Keep your properties full. While it may sound overly simplified, this is the most obvious method for ensuring you’ve got rent money coming in each month to cover your property mortgage payments. Don’t allow yourself to get slack on advertising for new tenants. And don’t put off screening applicants or filling your properties because you get busy or overworked. Recognize filling your vacancies as a major aspect of your REI business success and deal with it quickly and efficiently every time.

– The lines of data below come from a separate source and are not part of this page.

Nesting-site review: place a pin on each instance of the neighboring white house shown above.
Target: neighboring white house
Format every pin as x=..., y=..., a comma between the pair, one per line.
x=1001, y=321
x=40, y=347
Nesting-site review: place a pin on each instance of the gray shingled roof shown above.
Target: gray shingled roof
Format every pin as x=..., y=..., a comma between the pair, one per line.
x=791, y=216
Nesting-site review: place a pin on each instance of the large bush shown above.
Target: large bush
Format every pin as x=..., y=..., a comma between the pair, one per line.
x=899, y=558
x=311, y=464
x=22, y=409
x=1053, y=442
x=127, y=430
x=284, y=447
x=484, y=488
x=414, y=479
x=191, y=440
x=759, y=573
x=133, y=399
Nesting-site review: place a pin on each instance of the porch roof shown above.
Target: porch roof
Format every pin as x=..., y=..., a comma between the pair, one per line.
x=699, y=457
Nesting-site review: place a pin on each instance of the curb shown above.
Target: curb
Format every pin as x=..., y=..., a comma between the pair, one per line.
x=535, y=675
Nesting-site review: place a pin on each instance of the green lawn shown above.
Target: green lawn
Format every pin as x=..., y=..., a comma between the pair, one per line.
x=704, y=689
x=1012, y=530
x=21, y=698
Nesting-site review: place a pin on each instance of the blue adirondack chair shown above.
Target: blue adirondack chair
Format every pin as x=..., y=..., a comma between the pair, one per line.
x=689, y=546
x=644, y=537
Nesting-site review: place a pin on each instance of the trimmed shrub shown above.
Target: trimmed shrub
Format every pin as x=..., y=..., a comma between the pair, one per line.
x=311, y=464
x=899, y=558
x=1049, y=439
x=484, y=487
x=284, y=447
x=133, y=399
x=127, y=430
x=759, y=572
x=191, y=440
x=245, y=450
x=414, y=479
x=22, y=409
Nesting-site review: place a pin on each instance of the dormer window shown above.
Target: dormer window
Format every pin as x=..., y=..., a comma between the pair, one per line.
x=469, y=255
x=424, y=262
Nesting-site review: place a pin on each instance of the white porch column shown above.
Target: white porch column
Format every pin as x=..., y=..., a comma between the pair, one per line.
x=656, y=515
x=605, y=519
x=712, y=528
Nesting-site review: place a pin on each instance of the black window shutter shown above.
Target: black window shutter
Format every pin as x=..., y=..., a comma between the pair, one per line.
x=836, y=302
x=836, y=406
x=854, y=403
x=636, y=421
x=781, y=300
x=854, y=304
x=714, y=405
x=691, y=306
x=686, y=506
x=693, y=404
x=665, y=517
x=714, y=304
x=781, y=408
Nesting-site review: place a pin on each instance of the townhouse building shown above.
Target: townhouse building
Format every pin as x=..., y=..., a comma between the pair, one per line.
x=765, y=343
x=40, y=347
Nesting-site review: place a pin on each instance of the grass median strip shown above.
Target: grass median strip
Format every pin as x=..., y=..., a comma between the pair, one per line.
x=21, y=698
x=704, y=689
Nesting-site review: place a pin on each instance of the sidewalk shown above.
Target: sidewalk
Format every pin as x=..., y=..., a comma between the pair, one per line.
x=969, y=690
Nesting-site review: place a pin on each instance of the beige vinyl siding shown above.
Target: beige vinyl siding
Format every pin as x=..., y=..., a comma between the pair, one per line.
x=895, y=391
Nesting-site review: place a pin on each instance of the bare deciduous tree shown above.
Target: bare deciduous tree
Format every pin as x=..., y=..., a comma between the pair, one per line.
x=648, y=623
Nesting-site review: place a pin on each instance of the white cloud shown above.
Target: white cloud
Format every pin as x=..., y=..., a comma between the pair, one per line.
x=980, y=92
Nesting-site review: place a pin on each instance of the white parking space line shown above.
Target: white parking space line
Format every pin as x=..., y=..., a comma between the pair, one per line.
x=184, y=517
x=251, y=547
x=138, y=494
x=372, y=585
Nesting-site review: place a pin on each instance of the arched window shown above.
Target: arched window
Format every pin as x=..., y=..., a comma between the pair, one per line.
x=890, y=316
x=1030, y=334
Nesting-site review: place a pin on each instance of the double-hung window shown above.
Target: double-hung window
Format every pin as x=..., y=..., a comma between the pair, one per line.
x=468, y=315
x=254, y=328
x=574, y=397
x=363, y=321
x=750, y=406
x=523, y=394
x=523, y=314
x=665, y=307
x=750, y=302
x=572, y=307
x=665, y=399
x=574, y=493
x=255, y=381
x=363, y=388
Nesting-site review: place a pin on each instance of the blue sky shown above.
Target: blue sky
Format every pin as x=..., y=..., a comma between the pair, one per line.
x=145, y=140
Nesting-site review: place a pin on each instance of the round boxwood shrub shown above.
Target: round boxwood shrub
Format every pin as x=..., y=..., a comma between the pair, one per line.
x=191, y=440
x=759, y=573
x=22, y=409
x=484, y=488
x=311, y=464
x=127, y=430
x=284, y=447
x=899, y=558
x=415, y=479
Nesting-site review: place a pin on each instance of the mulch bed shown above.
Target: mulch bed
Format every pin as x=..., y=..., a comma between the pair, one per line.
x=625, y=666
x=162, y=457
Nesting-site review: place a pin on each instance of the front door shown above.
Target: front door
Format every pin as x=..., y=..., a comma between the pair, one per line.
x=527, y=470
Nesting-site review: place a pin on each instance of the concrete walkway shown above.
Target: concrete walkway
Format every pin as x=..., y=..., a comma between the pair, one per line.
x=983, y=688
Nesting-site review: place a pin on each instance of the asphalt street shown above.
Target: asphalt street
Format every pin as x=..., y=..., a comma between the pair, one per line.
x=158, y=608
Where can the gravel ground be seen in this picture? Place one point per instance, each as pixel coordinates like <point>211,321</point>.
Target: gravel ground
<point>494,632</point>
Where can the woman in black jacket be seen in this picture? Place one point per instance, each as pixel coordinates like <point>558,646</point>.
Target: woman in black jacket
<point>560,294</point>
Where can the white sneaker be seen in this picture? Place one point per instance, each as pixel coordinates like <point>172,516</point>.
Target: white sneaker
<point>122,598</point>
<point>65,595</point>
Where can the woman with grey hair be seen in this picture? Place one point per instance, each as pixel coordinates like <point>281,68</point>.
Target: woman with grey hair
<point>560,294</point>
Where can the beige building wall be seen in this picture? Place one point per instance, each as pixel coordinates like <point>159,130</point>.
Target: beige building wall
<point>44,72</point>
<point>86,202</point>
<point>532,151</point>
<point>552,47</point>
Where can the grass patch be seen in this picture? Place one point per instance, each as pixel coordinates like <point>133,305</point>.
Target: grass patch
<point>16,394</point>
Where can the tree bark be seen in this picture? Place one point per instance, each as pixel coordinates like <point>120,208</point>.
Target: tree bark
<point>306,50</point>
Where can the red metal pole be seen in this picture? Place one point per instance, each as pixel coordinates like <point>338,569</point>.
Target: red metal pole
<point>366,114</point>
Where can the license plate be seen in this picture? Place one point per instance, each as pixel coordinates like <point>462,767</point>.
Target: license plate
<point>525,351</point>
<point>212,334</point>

Do your best to find quality tenants. While you want to keep your properties full, finding good quality tenants is key. By “good” it means they pay their rent on time, keep the property maintained and don’t abuse the lease. By using background and credit checks, you can find the best tenants available and thereby do what’s possible to keep your rental fees coming in regularly, which will help you pay the mortgage when it comes due.

Look for longterm tenants. Don’t assume that quality tenants will necessarily be longterm ones. Some good renters may know they can’t stay over a few months at most. They may be students or working a temporary job. They may just be living in an area waiting to move or retire somewhere else. Whatever the situation, opt for longterm renters when the choice is available. Doing so will make filling a vacancy at least a more infrequent possibility.

Keep the property well maintained. If you want good tenants, longterm tenants and tenants who pay their rent on time, do your part to keep them. Deal with maintenance issues quickly. Make repairs as necessary. Upgrade appliances or at least ensure the ones you provide are in good working order. Respond to your tenants’ calls quickly, or if you can’t be sure they know you’ll be unavailable for awhile.

Being a good landlord will go a long in way in developing lasting relationships with your tenants, which will in turn, help you keep them in your property longer. Often a tenant and landlord relationship can turn an average tenant into a great one simply because they want to keep that relationship intact.

In a tough economy, it’s important to do all you can to avoid facing the difficulty of paying the mortgage. That applies just as much to an REI professional as it does to the average renter. These simple tips can help as you work to develop lasting, longterm, rent paying tenants to keep your properties bringing in the income you need every month.